Er konnte es durchhalten, einen Tag nach dem anderen.
Einen Tag nach dem anderen, um sein Versprechen zu halten. Und er wusste, am Ende würde es für Giulia sein — und für Victoria -, dass er sich opferte.
»Das heißt also, entweder du oder keiner von euch beiden?«
»Genau. Dir bleibt keine große Wahl, aber ich glaube, du machst das bessere Geschäft dabei.«
Lilith erhob sich von der Chaiselongue und begann auf und ab zu gehen. Als sie zu Pesaro kam, strich sie mit der Hand über sein dunkles Haar und die gebeugten Schultern. Er reagierte nicht auf ihre Berührung, sondern blieb so ruhig und still, als wäre er betäubt. »Und ich soll dir glauben, dass du meinen kleinen Liebling hier innerhalb von einer Sekunde töten kannst?«
Schnell setzte er das Röhrchen an die Lippen und blies mit aller Kraft. Der Pfeil schoss durch die Luft und bohrte sich vorn in Pesaros Schulter, gleich unterhalb der Stelle, wo Liliths Hand lag. Max merkte man nicht an, dass er getroffen worden war, doch sie schaute überrascht... und erfreut... zu ihm auf.

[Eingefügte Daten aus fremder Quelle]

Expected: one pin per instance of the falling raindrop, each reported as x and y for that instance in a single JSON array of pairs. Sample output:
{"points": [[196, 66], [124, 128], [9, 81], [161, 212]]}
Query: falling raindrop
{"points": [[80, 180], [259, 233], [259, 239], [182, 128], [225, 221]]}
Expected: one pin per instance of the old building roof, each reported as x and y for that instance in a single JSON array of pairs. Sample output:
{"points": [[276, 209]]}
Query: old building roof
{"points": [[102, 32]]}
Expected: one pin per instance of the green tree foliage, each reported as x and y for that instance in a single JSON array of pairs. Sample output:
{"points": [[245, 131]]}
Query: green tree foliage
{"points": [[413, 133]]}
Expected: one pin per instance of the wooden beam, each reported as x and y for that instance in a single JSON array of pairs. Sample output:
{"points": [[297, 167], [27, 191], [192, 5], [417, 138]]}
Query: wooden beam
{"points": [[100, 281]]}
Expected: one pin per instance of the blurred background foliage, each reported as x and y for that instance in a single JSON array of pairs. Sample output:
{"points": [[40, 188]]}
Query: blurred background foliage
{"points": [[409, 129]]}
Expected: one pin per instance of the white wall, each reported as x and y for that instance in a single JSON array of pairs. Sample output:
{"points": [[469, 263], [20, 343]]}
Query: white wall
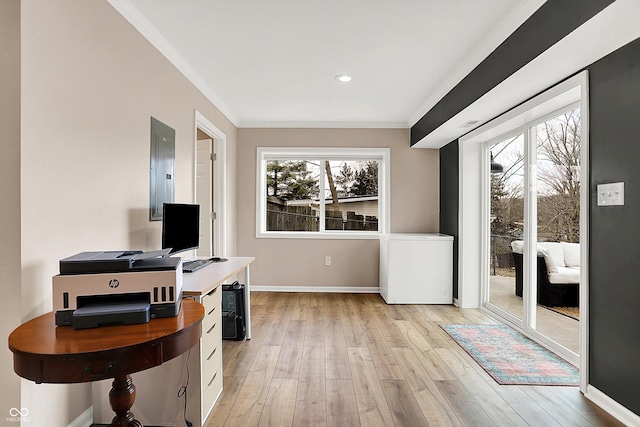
{"points": [[90, 84]]}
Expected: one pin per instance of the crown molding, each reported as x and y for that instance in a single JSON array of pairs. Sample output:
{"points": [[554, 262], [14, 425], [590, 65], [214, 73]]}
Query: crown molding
{"points": [[157, 40]]}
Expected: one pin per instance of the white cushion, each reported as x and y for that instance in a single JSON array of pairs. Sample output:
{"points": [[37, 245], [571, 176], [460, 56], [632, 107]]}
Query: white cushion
{"points": [[552, 267], [571, 254], [555, 251], [565, 276], [517, 246]]}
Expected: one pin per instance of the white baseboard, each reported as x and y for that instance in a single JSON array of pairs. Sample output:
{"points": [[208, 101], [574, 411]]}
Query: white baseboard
{"points": [[84, 420], [616, 410], [327, 289]]}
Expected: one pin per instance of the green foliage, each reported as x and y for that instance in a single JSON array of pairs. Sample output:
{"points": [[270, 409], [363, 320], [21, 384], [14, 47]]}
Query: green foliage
{"points": [[290, 180]]}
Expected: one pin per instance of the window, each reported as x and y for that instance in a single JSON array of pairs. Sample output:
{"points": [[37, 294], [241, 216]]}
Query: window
{"points": [[322, 192]]}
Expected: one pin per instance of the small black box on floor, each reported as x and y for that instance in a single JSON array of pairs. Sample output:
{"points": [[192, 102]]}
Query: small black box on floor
{"points": [[233, 326]]}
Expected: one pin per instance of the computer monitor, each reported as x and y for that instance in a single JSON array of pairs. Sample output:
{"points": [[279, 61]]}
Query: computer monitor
{"points": [[180, 227]]}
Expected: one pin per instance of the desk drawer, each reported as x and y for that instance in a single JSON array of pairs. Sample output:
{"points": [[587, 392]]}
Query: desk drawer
{"points": [[211, 363], [212, 303], [211, 389], [212, 337]]}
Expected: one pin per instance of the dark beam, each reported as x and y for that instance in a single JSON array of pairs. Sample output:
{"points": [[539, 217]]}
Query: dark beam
{"points": [[554, 20]]}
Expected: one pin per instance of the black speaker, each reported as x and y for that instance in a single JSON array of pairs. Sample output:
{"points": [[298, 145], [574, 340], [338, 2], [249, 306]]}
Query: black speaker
{"points": [[233, 326]]}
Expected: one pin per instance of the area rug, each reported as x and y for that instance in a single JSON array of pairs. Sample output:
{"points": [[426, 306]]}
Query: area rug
{"points": [[510, 357]]}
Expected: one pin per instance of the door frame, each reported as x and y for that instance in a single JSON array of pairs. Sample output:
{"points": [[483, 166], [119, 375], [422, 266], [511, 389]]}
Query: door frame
{"points": [[219, 204], [471, 219]]}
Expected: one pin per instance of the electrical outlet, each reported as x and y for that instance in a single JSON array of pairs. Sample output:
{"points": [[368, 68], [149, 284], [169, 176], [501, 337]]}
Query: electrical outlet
{"points": [[611, 194]]}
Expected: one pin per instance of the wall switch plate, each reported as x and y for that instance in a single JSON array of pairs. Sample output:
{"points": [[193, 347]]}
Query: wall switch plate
{"points": [[611, 194]]}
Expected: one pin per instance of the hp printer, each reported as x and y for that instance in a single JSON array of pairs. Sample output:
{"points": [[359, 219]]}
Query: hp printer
{"points": [[116, 287]]}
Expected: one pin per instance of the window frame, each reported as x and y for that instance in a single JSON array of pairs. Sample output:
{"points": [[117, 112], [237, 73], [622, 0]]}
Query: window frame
{"points": [[382, 155]]}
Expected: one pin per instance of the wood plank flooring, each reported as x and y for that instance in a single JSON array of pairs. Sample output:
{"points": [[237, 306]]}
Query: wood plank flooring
{"points": [[319, 359]]}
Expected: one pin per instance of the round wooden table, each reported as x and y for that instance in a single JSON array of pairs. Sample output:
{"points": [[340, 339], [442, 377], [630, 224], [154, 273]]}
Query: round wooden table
{"points": [[46, 353]]}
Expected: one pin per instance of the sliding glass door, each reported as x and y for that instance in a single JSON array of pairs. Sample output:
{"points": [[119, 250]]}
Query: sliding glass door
{"points": [[533, 228]]}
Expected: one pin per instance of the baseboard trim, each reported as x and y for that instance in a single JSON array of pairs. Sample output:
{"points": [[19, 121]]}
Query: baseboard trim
{"points": [[325, 289], [619, 412], [84, 420]]}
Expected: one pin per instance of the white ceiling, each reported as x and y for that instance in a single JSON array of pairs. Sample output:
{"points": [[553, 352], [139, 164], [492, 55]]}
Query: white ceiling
{"points": [[273, 62]]}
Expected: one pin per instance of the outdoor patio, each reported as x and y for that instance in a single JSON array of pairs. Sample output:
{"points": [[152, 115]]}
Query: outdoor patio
{"points": [[559, 327]]}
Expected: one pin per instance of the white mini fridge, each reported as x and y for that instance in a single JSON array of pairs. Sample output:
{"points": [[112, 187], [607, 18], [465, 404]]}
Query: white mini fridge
{"points": [[416, 268]]}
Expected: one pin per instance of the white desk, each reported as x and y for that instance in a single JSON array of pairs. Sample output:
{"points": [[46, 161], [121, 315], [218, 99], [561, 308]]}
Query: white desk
{"points": [[203, 281], [157, 403]]}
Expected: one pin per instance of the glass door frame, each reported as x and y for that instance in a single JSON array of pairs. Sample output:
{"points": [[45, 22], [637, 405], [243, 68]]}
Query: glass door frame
{"points": [[473, 211], [530, 195]]}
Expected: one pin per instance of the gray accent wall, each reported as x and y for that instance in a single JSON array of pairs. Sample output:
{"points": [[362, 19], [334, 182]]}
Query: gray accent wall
{"points": [[614, 236], [614, 231], [449, 204]]}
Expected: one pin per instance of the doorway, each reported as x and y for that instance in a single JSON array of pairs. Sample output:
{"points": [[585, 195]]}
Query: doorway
{"points": [[210, 185], [534, 228], [474, 245]]}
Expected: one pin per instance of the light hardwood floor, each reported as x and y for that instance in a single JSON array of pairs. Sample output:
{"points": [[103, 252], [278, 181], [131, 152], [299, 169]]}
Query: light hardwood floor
{"points": [[318, 359]]}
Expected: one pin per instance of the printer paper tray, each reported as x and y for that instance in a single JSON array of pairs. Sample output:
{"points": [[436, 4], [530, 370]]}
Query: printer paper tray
{"points": [[124, 313]]}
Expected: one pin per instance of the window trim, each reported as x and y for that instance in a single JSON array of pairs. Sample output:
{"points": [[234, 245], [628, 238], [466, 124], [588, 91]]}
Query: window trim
{"points": [[382, 155]]}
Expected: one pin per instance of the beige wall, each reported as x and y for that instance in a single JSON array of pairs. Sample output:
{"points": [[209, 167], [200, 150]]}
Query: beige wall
{"points": [[300, 262], [10, 196], [90, 83]]}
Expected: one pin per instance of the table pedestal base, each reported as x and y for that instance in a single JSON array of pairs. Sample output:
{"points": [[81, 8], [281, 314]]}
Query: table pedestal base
{"points": [[121, 398]]}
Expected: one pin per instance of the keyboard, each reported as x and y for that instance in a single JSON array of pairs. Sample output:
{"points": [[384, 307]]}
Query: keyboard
{"points": [[197, 264]]}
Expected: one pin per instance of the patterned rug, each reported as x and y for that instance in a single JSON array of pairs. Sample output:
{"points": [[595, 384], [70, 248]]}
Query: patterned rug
{"points": [[510, 357]]}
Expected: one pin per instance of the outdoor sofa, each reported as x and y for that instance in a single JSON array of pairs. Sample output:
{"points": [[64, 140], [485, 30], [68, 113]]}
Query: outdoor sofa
{"points": [[558, 272]]}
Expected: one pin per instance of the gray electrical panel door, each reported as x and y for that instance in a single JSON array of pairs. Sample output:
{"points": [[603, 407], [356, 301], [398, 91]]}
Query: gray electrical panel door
{"points": [[163, 147]]}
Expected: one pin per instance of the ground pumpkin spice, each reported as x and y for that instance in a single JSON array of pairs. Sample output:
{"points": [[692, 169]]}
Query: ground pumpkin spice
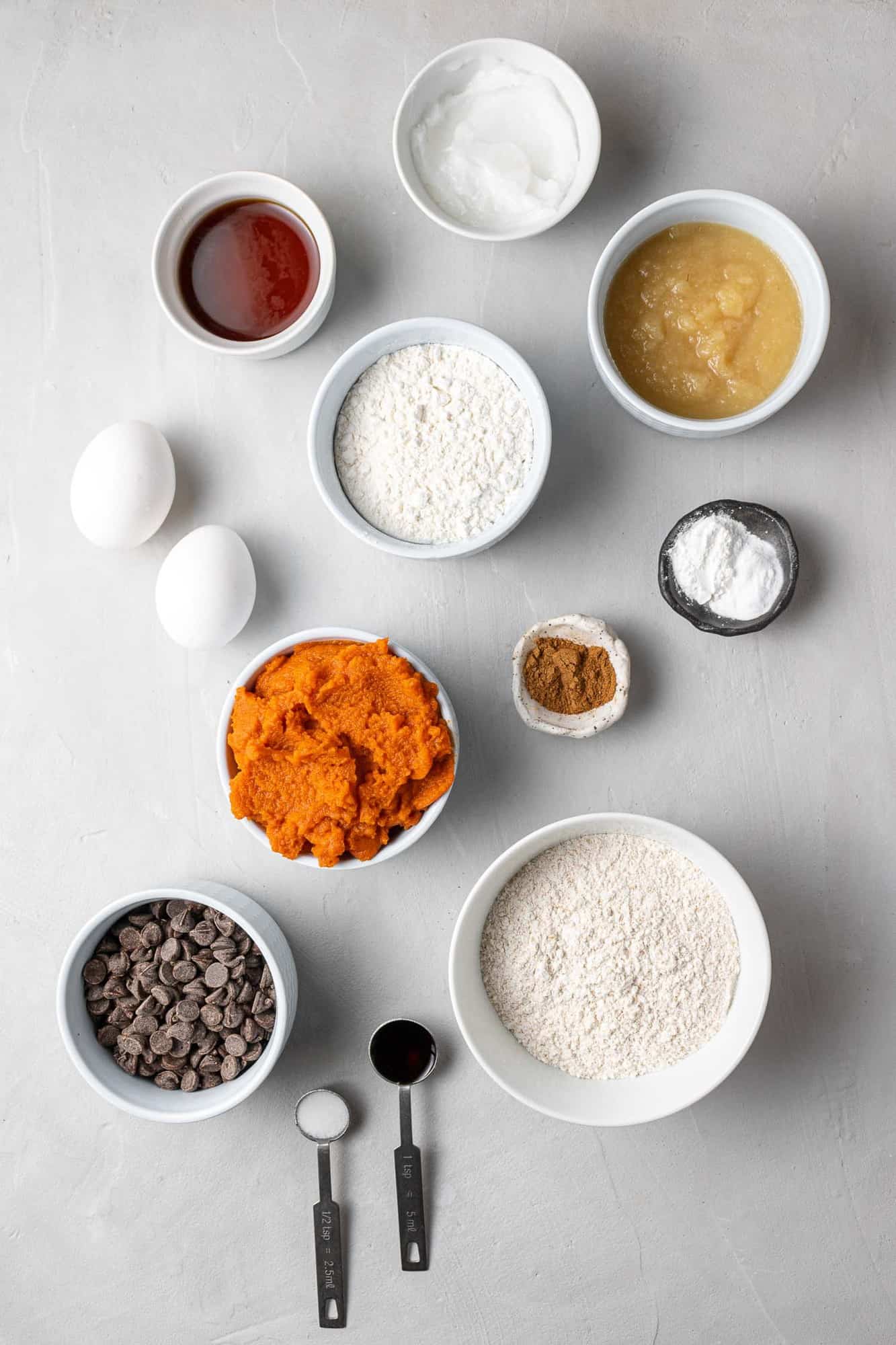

»Tatsächlich. Ich hoffe doch, dass das nur ein Warnschuss war, oder? Ein Beweis für deine, sagen wir, Bereitwilligkeit?«
Sebastian nickte und hoffte inständig, dass sie seinen Bluff nicht durchschaute. Denn in Wirklichkeit war keiner der Pfeile vergiftet. Er schwenkte drohend das Röhrchen. »Ich habe noch drei weitere hier drin, und die sind alle vergiftet. Der nächste wird erst ihn töten und dann mich.«
»Du stellst mich vor eine unmögliche Wahl«, sagte Lilith und schob ihre Finger tief in Pesaros Nackenhaar. Sie riss seinen Kopf hoch und beugte sich über ihn, um träge an seinem Kinn und Kiefer zu knabbern. »Ich möchte ihn nicht gehen lassen.«
Sebastian schluckte, setzte aber sein charmantestes Lächeln auf. »Eine schwierige Entscheidung, aber längst nicht so unmöglich wie die, vor die du ihn erst vor ein paar Tagen gestellt hast. Jetzt komm, Lilith. Du weißt, dass du dabei besser wegkommst. Allein das Prisma müsste es wert sein, sich von diesem Mann zu trennen, der kaum mehr tut, als düster in einer Ecke zu sitzen und dir Schwierigkeiten zu machen. Und davon abgesehen ... du hättest Beauregards Enkel. Einen Venator.